Russia's economy could suffer a 'deep' recession that cuts GDP by 11% as sanctions sharpen, JPMorgan says
- JP Morgan researchers predict that Russia's GDP will shrink 11% due to Western sanctions.
- After its 1998 debt crisis, it only shrank 5.3%.
Western governments are betting that their sanctions against Russia will be a blow to the country — and so far, it looks like they may be right.
A new report from JP Morgan says that the sanctions, enacted after Russia invaded Ukraine last week, could lead to a "deep" recession. They forecast that Russia's GDP will drop 11%.
"The sanctions will hit their mark on the Russian economy," the researchers wrote.
A GDP decline of this magnitude echoes the country's 1998 debt crisis, when the country also experienced financial turmoil and the collapse of its ruble. Researchers say that sanctions against the central bank, as well as cutting off Russia from the Society for Worldwide Interbank Financial Telecommunication (SWIFT), will further disrupt the money it makes from selling goods and services overseas. They also emphasized that "capital flight" — the flow of money and assets out of a country during a crisis — is leading the central bank to raise interest rates, as thousands of Russia's middle class have already attempted to flee.
The sanctions aim to put pressure on Russia's wealthy, oligarch class, but it's the country's middle class that is experiencing the biggest blow. As a result of the financial turmoil, the Russian middle-class is less able to pay off their debts, less able to take out loans due to rising interest rates, and is contending with the rising price of goods.
Sanctions are shutting Russia out of the global economy, a network it needs to survive financially
The recession that JP Morgan researchers predict could come sooner rather than later.
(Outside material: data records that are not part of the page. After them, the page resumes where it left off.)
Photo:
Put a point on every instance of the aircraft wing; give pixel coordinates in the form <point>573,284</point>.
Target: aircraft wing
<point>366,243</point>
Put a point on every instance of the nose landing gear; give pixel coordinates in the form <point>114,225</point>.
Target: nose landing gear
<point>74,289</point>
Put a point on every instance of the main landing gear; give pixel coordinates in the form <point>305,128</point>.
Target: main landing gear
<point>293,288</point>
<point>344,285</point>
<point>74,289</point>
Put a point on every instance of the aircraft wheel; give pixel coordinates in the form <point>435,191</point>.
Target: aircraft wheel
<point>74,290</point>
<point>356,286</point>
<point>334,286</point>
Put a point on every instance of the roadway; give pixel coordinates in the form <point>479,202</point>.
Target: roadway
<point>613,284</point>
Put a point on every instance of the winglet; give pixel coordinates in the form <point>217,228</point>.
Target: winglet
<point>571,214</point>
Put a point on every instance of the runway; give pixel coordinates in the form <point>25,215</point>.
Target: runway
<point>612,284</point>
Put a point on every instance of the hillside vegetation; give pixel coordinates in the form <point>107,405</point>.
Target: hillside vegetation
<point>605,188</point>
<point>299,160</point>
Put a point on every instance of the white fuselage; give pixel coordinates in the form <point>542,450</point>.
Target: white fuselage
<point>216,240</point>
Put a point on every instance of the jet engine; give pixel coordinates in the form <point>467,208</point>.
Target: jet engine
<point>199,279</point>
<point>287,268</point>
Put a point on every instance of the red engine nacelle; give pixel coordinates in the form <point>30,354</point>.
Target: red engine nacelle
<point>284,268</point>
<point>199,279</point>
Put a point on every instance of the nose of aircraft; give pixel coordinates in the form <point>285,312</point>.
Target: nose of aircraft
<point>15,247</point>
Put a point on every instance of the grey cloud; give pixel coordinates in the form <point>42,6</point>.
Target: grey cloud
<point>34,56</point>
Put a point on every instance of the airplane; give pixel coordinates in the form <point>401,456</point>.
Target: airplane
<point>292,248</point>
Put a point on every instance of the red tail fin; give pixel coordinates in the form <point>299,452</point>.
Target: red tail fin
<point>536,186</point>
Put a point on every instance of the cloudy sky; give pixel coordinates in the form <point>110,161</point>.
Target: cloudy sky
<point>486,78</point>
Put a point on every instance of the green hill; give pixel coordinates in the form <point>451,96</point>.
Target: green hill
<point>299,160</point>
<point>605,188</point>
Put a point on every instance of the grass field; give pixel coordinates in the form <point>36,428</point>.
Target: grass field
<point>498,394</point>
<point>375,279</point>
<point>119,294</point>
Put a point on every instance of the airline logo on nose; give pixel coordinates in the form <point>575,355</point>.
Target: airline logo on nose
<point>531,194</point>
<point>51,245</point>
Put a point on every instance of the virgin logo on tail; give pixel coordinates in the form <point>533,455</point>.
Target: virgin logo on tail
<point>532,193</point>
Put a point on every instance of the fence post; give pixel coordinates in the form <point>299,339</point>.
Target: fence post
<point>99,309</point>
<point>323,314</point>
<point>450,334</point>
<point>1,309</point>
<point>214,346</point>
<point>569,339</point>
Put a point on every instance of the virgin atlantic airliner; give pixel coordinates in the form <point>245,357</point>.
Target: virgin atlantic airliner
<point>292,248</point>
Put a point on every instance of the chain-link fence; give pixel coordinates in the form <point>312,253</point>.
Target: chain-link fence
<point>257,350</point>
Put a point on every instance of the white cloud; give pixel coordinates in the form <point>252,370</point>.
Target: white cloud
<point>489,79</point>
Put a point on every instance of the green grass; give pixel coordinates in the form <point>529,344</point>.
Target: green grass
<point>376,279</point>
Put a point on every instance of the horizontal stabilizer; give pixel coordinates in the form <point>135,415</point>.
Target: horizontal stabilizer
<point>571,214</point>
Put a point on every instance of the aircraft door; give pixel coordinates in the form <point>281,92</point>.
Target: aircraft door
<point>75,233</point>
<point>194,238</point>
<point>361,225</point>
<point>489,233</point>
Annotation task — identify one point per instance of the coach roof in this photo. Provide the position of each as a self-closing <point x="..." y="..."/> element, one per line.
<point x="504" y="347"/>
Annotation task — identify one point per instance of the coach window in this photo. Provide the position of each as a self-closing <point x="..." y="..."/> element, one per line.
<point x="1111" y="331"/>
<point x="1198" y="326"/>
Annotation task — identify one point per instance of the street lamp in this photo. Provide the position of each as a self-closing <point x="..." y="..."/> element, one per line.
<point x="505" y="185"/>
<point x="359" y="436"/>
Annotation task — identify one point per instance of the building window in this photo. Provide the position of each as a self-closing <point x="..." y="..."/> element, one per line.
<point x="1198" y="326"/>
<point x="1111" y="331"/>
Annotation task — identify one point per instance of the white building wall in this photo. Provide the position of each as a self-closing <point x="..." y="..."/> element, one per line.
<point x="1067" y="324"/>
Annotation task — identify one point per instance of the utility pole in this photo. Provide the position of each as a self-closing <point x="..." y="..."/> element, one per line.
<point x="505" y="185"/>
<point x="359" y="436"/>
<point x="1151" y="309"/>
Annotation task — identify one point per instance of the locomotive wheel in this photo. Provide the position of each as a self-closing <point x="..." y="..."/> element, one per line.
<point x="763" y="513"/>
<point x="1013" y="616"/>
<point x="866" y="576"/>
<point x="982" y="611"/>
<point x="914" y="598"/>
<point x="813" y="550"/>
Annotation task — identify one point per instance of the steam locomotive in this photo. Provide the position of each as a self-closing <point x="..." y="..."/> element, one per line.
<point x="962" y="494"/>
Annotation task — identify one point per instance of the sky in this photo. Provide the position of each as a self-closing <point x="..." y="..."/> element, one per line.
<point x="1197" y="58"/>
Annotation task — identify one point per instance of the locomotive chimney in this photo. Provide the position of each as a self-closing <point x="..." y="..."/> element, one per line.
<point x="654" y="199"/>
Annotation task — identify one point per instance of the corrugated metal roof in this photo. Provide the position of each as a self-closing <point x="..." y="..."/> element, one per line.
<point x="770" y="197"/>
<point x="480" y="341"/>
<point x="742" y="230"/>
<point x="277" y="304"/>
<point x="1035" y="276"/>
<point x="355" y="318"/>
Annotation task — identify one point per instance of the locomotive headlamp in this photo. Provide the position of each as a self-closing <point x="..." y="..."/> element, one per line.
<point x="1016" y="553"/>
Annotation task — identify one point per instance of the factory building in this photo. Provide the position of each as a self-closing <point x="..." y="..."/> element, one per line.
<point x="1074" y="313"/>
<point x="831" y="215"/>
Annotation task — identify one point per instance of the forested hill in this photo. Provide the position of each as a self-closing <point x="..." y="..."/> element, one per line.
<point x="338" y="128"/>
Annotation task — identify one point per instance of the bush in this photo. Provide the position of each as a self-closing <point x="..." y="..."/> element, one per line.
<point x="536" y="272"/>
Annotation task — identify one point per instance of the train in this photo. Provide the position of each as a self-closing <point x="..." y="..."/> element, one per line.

Evgeny Nadorshin, the chief economist at the Moscow-based PF Capital, told Insider's Juliana Kaplan it could even begin next month.
That's because, as JP Morgan researchers point out, the sanctions undermine the two "pillars" that promote the country's stability: foreign exchange reserves in the Central Bank of Russia that lets it participate in the global economy; and the ratio of Russia's exports versus its imports. At the end of last year, Russia was exporting more and operating on a surplus of income.
In fact, for the past few years, Russian President Vladimir Putin tried to insulate his country from the impact of potential sanctions from foreign powers. In 2014, the US and Europe sanctioned Russia's finance, defense, and oil industries due to Russia's annexation of Crimea. Russia cut more than half of its central bank's share of US dollars, instead increasing its supply of gold and investing in the Chinese yuan.
Its latest challenge, brought on by sanctions from the United States, United Kingdom, Taiwan, and others, is looking to be insurmountable for Russia's economy. In comparison to the researchers' contraction prediction of 11% for Russia's GDP this year, the country's GDP shrank only 5.3% in 1998.
Russia was "not a pariah in the world economy before this," Oleg Itskhoki, an economics professor at the University of California, Los Angeles, told Insider, saying that its removal from the global stage would be devastating for it.
NATO members cutting Russian banks from SWIFT — the Belgian communications system that serves as a neutral platform for banks worldwide to chat about financial transfers, transactions, and trades — is one of the most powerful sanctions they can enact, for instance. And although the move seemed drastic to some governments only last week, they're beginning to ice Russia out. JP Morgan researchers say it's one component of a dire picture for the country's economy.
"The problem is complete isolation of Russia from the rest of the world, which is indeed a catastrophe in many different ways," Itskhoki said, "an economic catastrophe being only one of them."